I realize this is an example of a weak threat and it’s been countered by other people ahead of me. However, I thought it might be important to emphasize that the threat in the dialogue is the Hindu paradigm, which Buddhism is very explicitly trying to revolutionize. Zillions of scholars have already compared the Buddhist break from Hinduism to the Christian break from Judaism, so I won’t go deep into it here. I do think the root paradigms (Hinduism and Judaism) are pervasive enough in our world that their respective rebels (Siddartha Gautama and Jesus) had and still have a strong enough counter-message to those followers to be relevant – if only to those respective adherents. Then again, to those who are seeking (and, perhaps especially those who are/were not previously brought up in a Hindu or Jewish culture) there are a lot of different belief systems, both modern and time-worn, that are happy to offer satisfying answers and arguments. IMHO-in-a-nutshell: they’re all conceptual crutches for those who can’t handle the nihilistic fact that everything is just physics and chemistry.

Although I only spent a bit over a year in Japan, several of my ESL students were Buddhist priests, and one was the wife of a Buddhist priest. I also spent quite some time with the very advanced students in my ‘free conversation’ class talking about religion and its influence in daily and political life --discussions prompted by the Aum Shinriko incident in Tokyo and the Waco Bombing in Texas. The general scholarly view repeats the phrase, “We are Shinto when we’re alive and Buddhist when we die” to explain the rituals and services everyone seems to attend out of cultural habit (e.g. Shinto weddings, Buddhist funerals, various national holidays which were originally Emperors’ birthdays.*) but both religions had plenty of artifacts everywhere and my students generally agreed that their belief system(s) were pervasive but not as pronounced as they perceived Christianity and The Church to be in US American# lives.

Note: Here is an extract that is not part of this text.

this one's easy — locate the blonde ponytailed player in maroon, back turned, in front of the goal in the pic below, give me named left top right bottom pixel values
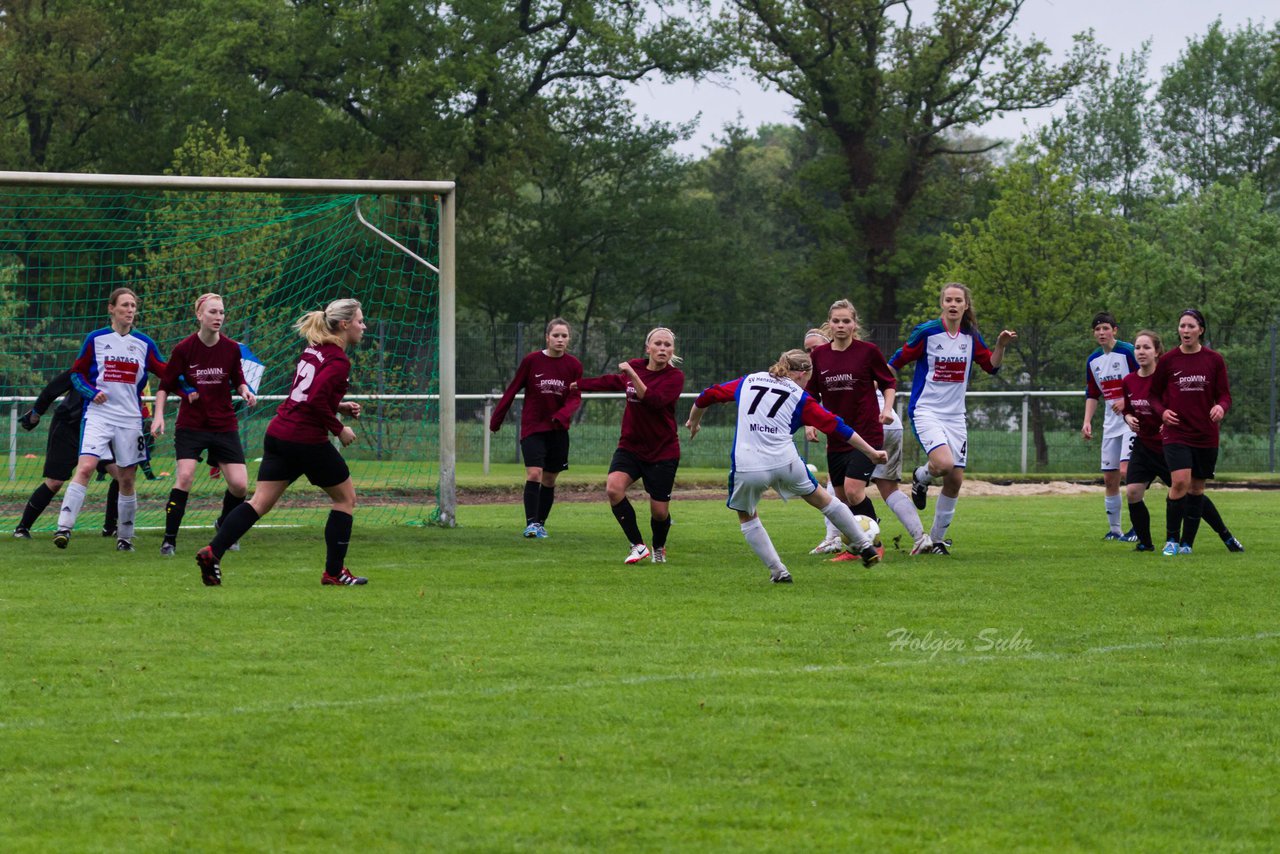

While Zen had been introduced to Japan via China (mispronouncing the Chinese term, Ch’an – which was a mispronunciation of the term from India: Dhyana = breath, which some say refers to the gasp one does during a sudden realization such as “Hey, I know how to escape the cycle of rebirth!” and emphasizes the concept that everyone can find their own enlightenment and become a Bodhisattva) several other variants of Buddhism have been successful in Japan, including Nichiren, Ingen, and other variants from India, China, and India-by-way-of-China. The Dalai Lama does not represent all Buddhists in all sects any more than Jerry Fallwell represents all Christians or Herman Cain represents all Black people (even if you narrow that down to US Americans).
–G!

  • And the lineage of the emperors essentially tracing back to Shinto deities.)

It’s ironic that my mother’s relatives in Japan are Episcopalian Christian and go to Church every Sunday, but don’t do anything else related to the Faith (they don’t even celebrate Christmas or Easter). They participate in Shinto and Buddhist celbrations, along with their peers, throughout the rest of the year.

. So Aeschines, are you blaming Catholicism for your hate filled views or is there going to be another thread about your parents?